I'd heard of Sante over the years, and read some of his pieces in the New York Review of Books. Sante's personality of countercultural iconoclasm and writing diligence as revealed in the interview persuaded me to try the book. I'd also picked up a copy of Sante's latest work, "The Other Paris," at the American Historical Association's meeting in Atlanta last winter.
How Immigrant Groups Shaped New York's 19th Century Origins
"Low Life" examines aspects of New York City life in poor, crowded downtown neighborhoods before the city grew farther north. He looks at entertainment, housing, crime and gambling, politics and other threads in the tapestry of the city's early years, when various immigrant groups swelled the teeming population.
Sante writes dispassionately, with a clear and precise presentation of facts. The names of colorful personalities, businesses, clubs and gangs make for folk poetry. He has the gift of selecting the right details that reveal larger patterns.
Sante says he started out hoping to write novels and seeks a novelistic scope in his nonfiction. To me, he's more of an engaging reporter whose language emerges from a deep well of facts rather than contrived techniques.

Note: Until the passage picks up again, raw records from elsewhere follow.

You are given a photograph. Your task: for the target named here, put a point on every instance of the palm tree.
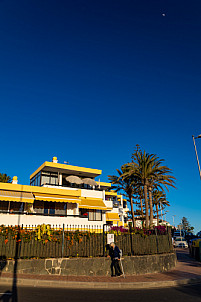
(4, 178)
(149, 172)
(159, 199)
(126, 184)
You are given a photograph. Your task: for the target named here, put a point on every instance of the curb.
(99, 285)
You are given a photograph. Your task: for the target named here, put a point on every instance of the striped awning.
(16, 196)
(55, 198)
(95, 203)
(112, 217)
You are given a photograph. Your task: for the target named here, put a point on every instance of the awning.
(112, 217)
(95, 203)
(16, 196)
(55, 198)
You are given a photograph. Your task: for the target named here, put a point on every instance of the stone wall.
(135, 265)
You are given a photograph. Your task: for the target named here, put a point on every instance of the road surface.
(26, 294)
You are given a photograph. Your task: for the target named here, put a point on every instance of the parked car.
(180, 242)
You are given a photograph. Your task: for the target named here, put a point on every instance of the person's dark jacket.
(114, 253)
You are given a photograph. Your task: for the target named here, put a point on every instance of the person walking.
(114, 254)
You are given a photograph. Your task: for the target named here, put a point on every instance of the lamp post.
(199, 136)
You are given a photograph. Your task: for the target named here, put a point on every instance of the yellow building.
(61, 194)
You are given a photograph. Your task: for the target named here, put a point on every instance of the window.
(3, 206)
(35, 181)
(60, 209)
(49, 178)
(84, 212)
(16, 206)
(49, 208)
(38, 207)
(95, 215)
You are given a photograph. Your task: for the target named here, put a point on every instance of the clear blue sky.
(88, 80)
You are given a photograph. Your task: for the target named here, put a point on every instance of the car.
(180, 242)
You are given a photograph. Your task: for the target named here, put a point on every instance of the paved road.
(177, 294)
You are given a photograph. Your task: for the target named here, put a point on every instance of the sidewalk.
(187, 271)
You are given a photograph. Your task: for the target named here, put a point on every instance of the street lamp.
(199, 136)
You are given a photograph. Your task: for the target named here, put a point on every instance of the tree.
(4, 178)
(124, 183)
(149, 173)
(159, 200)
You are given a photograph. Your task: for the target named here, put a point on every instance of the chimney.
(54, 159)
(14, 180)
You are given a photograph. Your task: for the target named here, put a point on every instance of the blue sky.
(88, 80)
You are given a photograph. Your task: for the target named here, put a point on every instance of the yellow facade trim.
(95, 203)
(96, 172)
(112, 217)
(16, 196)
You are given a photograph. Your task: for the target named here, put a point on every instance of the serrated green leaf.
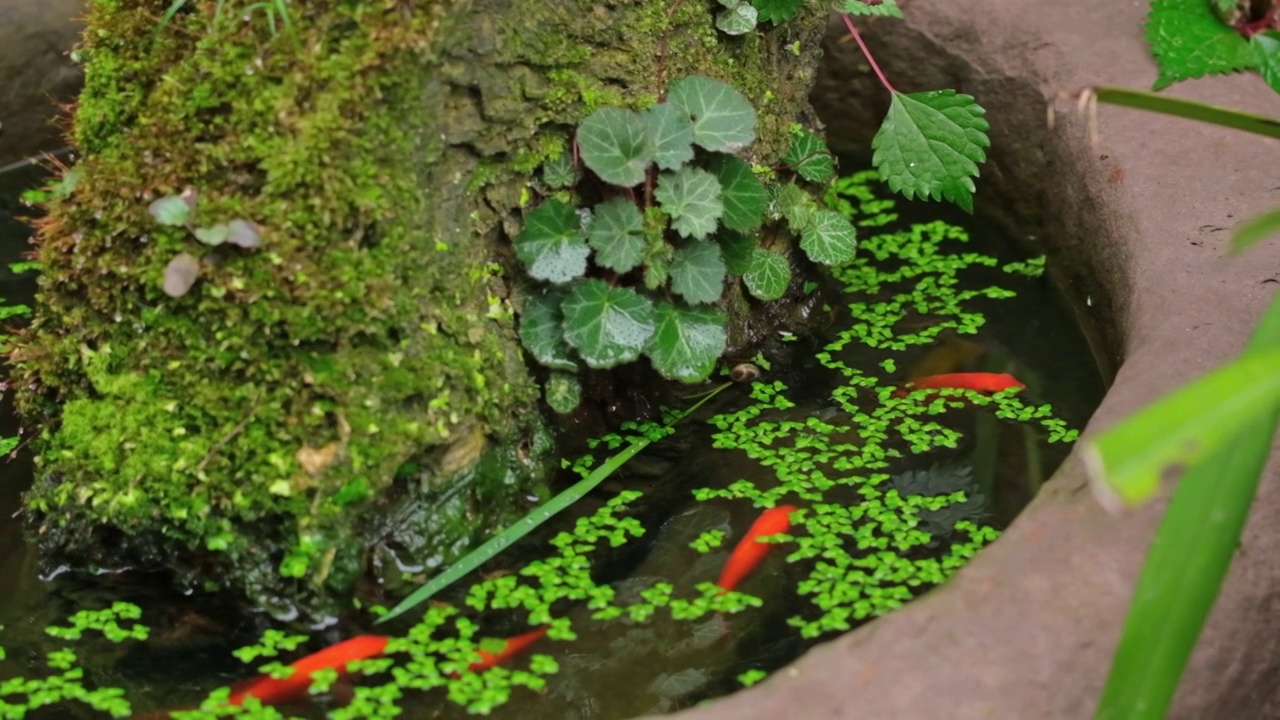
(737, 18)
(809, 156)
(563, 393)
(542, 331)
(1256, 229)
(723, 118)
(882, 8)
(796, 205)
(170, 210)
(929, 145)
(558, 171)
(616, 144)
(672, 135)
(743, 194)
(1266, 50)
(830, 238)
(768, 274)
(551, 244)
(736, 250)
(1188, 41)
(698, 272)
(607, 326)
(691, 197)
(616, 233)
(686, 342)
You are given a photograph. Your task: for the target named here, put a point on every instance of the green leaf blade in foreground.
(743, 194)
(698, 272)
(1188, 41)
(768, 274)
(931, 144)
(617, 145)
(1187, 563)
(616, 233)
(535, 518)
(691, 196)
(723, 118)
(830, 238)
(543, 333)
(688, 342)
(1129, 460)
(607, 326)
(551, 245)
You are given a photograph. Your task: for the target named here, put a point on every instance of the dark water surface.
(622, 670)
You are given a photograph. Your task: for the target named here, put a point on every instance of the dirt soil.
(1137, 226)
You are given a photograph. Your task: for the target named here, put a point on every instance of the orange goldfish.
(749, 552)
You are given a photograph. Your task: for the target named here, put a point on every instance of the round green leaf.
(698, 272)
(686, 342)
(543, 332)
(691, 196)
(736, 19)
(563, 392)
(736, 249)
(830, 238)
(723, 118)
(672, 135)
(743, 194)
(607, 326)
(551, 244)
(616, 233)
(768, 276)
(809, 156)
(616, 144)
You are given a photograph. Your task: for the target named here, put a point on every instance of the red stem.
(853, 31)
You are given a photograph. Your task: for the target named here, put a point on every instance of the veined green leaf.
(691, 196)
(616, 233)
(607, 326)
(929, 145)
(617, 145)
(698, 272)
(688, 341)
(551, 245)
(723, 118)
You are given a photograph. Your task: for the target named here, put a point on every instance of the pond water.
(771, 450)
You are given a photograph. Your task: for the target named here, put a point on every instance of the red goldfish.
(749, 552)
(981, 382)
(513, 647)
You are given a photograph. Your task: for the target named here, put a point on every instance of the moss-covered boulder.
(341, 388)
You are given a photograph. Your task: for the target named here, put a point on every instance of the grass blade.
(535, 518)
(1188, 560)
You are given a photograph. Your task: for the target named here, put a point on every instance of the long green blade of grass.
(535, 518)
(1188, 560)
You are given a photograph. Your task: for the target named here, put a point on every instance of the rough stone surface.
(1136, 224)
(35, 39)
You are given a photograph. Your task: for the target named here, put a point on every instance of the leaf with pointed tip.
(607, 326)
(686, 342)
(929, 145)
(691, 196)
(616, 233)
(698, 272)
(542, 329)
(616, 144)
(830, 238)
(551, 245)
(723, 118)
(768, 276)
(672, 135)
(743, 194)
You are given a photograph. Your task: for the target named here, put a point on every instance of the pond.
(895, 488)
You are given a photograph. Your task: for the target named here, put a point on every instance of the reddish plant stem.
(849, 23)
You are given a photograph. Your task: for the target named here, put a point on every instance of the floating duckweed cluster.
(864, 542)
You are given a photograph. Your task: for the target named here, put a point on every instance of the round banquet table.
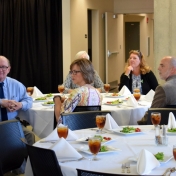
(111, 162)
(41, 118)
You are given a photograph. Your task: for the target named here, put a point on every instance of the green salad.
(41, 98)
(128, 130)
(172, 130)
(159, 156)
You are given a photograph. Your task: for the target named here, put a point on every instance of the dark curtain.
(31, 38)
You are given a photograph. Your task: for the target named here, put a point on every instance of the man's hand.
(14, 105)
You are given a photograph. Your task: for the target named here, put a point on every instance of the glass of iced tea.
(100, 121)
(155, 118)
(136, 93)
(61, 89)
(94, 146)
(107, 88)
(174, 151)
(62, 131)
(30, 90)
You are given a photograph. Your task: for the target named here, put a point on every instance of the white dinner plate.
(111, 149)
(166, 159)
(127, 134)
(110, 96)
(44, 104)
(112, 104)
(83, 140)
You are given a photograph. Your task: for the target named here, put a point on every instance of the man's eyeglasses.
(74, 72)
(4, 68)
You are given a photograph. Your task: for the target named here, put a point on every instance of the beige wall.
(78, 12)
(75, 28)
(146, 30)
(133, 6)
(164, 30)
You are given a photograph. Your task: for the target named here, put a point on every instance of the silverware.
(65, 161)
(128, 167)
(123, 167)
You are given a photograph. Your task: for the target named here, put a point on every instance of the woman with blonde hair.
(82, 74)
(97, 82)
(138, 74)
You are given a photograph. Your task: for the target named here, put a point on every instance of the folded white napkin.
(124, 91)
(146, 162)
(171, 121)
(131, 101)
(64, 151)
(54, 136)
(149, 96)
(110, 122)
(37, 93)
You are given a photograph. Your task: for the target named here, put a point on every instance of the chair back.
(43, 161)
(93, 173)
(81, 120)
(164, 114)
(81, 108)
(12, 149)
(87, 108)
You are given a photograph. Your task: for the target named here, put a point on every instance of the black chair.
(81, 120)
(43, 161)
(164, 114)
(81, 108)
(93, 173)
(12, 149)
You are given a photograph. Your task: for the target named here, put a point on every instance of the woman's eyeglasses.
(74, 72)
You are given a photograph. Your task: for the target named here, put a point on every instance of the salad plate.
(118, 131)
(114, 103)
(114, 96)
(167, 158)
(85, 140)
(110, 104)
(110, 149)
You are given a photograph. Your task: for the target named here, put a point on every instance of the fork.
(128, 167)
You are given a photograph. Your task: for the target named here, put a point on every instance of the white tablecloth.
(130, 146)
(41, 117)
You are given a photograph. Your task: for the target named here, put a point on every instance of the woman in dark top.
(138, 74)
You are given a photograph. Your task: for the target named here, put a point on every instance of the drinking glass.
(174, 151)
(155, 118)
(30, 90)
(94, 146)
(100, 121)
(106, 88)
(62, 131)
(136, 93)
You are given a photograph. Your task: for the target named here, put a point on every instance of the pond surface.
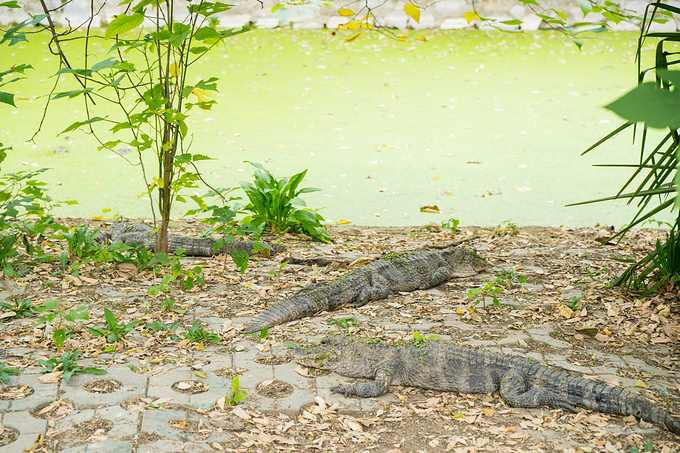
(488, 127)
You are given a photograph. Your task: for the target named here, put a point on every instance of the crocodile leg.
(379, 288)
(379, 386)
(439, 276)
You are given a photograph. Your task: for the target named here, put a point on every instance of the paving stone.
(133, 384)
(23, 442)
(218, 388)
(43, 393)
(164, 446)
(455, 322)
(124, 422)
(291, 405)
(76, 449)
(73, 418)
(110, 446)
(560, 362)
(397, 327)
(640, 366)
(425, 326)
(256, 372)
(159, 422)
(287, 373)
(25, 423)
(160, 385)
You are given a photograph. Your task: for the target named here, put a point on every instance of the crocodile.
(446, 366)
(397, 271)
(135, 233)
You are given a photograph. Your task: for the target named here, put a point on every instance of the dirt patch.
(563, 268)
(53, 411)
(272, 359)
(148, 438)
(103, 386)
(89, 431)
(583, 359)
(230, 373)
(275, 389)
(15, 392)
(190, 387)
(8, 435)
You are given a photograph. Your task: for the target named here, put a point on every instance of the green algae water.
(488, 127)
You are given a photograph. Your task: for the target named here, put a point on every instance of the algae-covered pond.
(489, 127)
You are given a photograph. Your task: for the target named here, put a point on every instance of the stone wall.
(443, 14)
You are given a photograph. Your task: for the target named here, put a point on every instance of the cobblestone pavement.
(130, 426)
(110, 404)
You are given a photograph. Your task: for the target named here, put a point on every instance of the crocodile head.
(466, 262)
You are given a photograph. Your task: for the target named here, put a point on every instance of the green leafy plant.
(50, 313)
(657, 270)
(6, 372)
(18, 308)
(573, 303)
(157, 327)
(509, 278)
(420, 340)
(8, 251)
(186, 278)
(113, 331)
(653, 184)
(67, 364)
(24, 207)
(507, 227)
(649, 446)
(154, 63)
(344, 323)
(81, 244)
(236, 394)
(489, 289)
(261, 335)
(452, 224)
(274, 204)
(275, 272)
(196, 334)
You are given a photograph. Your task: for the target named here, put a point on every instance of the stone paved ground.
(149, 412)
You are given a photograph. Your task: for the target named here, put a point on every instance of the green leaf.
(93, 370)
(208, 9)
(585, 6)
(78, 124)
(13, 37)
(647, 103)
(180, 32)
(59, 336)
(412, 11)
(7, 98)
(560, 13)
(123, 23)
(206, 33)
(71, 94)
(109, 62)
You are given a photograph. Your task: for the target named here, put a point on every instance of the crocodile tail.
(191, 246)
(606, 398)
(295, 307)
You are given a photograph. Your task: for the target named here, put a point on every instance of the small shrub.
(274, 204)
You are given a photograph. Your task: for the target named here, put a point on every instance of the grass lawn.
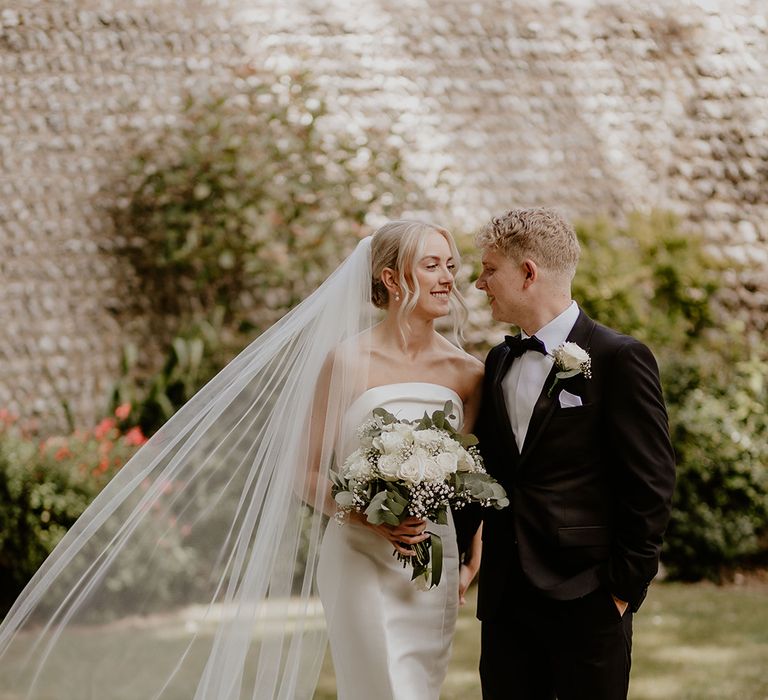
(691, 642)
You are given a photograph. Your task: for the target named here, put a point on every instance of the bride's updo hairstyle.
(399, 245)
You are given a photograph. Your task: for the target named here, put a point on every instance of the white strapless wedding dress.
(389, 640)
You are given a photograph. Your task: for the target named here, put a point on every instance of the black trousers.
(545, 649)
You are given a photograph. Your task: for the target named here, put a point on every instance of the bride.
(389, 639)
(195, 573)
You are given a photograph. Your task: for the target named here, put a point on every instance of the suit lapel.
(581, 333)
(502, 368)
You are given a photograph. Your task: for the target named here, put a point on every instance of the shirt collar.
(556, 332)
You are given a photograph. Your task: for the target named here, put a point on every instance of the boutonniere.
(570, 359)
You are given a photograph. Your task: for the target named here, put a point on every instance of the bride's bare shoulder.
(467, 367)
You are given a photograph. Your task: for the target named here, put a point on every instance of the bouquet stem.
(427, 561)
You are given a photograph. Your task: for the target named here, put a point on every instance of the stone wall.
(593, 106)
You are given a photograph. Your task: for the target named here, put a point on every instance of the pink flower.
(101, 430)
(62, 453)
(135, 437)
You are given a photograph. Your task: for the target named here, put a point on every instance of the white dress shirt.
(525, 380)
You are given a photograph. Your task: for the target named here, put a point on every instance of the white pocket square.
(569, 400)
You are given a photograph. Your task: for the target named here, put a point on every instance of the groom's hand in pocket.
(621, 605)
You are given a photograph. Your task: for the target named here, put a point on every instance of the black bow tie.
(518, 346)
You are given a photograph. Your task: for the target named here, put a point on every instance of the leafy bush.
(252, 196)
(659, 284)
(720, 514)
(194, 357)
(45, 484)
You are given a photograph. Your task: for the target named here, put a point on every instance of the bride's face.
(434, 272)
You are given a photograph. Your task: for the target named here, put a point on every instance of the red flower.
(135, 437)
(103, 428)
(62, 453)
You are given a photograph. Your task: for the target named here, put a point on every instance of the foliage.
(195, 355)
(252, 196)
(653, 281)
(720, 514)
(45, 484)
(648, 279)
(238, 211)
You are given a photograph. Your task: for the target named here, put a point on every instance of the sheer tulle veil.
(192, 575)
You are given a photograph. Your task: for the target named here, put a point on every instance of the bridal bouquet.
(414, 468)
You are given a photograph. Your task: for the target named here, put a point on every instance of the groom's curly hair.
(538, 233)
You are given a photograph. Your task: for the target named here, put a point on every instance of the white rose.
(571, 356)
(466, 462)
(413, 469)
(427, 437)
(452, 446)
(388, 442)
(388, 467)
(356, 466)
(433, 471)
(448, 462)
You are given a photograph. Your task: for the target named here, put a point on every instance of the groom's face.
(503, 280)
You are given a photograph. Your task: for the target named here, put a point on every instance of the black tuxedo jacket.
(590, 491)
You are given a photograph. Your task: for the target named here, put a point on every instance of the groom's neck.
(543, 311)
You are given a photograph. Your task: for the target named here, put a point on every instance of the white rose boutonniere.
(570, 359)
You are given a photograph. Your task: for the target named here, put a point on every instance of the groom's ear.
(530, 273)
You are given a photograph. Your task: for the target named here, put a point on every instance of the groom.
(587, 462)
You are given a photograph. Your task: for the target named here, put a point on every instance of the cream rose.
(448, 462)
(356, 466)
(389, 467)
(570, 356)
(466, 462)
(427, 437)
(414, 468)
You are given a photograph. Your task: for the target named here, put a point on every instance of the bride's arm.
(327, 411)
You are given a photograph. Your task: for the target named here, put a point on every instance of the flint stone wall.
(592, 106)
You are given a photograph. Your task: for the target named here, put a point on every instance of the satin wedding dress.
(389, 639)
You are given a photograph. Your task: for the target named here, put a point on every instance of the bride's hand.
(466, 574)
(410, 531)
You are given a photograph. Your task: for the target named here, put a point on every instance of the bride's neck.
(411, 339)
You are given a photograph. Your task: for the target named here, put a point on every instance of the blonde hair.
(399, 245)
(541, 234)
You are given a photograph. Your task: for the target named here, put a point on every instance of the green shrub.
(720, 515)
(45, 484)
(195, 355)
(653, 281)
(253, 196)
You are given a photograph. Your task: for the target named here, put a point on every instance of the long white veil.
(192, 575)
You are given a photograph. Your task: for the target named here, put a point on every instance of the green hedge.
(651, 279)
(46, 483)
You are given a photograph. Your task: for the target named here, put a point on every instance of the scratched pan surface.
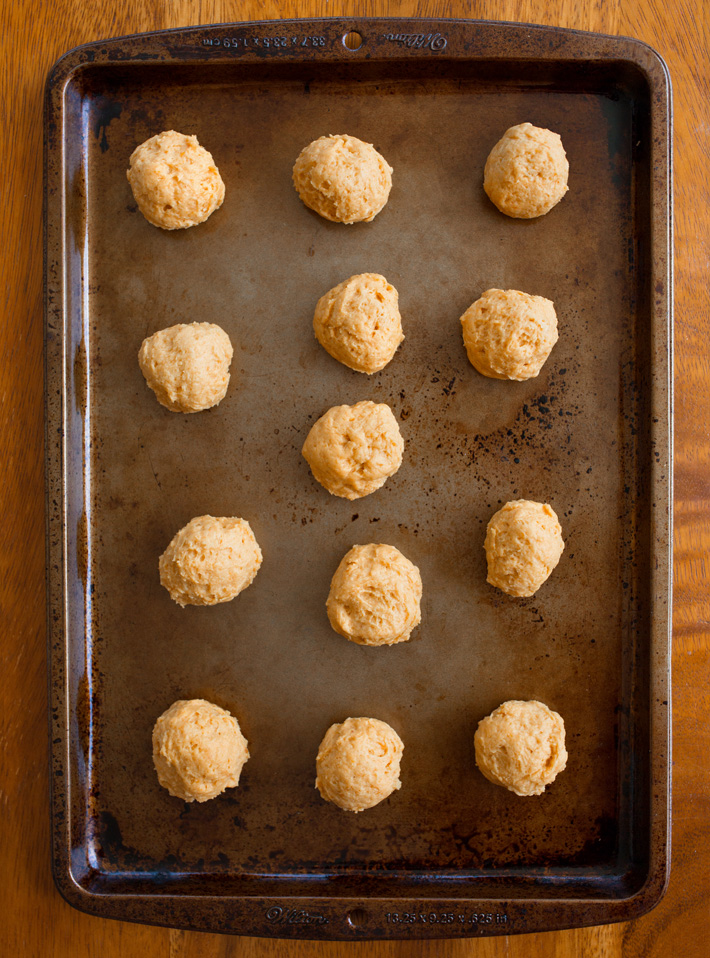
(449, 854)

Wide-ranging Culture of Crime, Violence
A major theme is how violent and crime-dominated the population was. Criminal elements were much more widespread and pervasive than well-known groups like the Mafia. Many now reputable and low-abiding families had ancestors forced into disreputable enterprises to survive.
The Sante interview appeared alongside an intriguing/amusing portfolio of artifacts from Sante's counterculture days at Columbia University, when he sought a career in film and music. As he says, writing in the last 1960s and 1970s was discounted as an outmoded form of media.
I'm happy he stayed with writing. His work gives a fresh energy to "nonfiction" techniques that had grown stale. I'm looking forward to plunging into "The Other Paris," and reading Sante's collected reviews and essays.
An Apt Pairing With Robert Caro
The interview appears in the same issue as one with Robert Caro, noted biographer of New York City public works titan Robert Moses and President Lyndon Johnson. (See previous Southern Bookman post on Caro interview.)
While Sante has a more freewheeling personality than Caro, he displays the same scrupulousness of research and commitment to clear, fact-based writing. While not as exhaustively thorough as Caro, Sante belongs in his company as one of our finest historians and writers.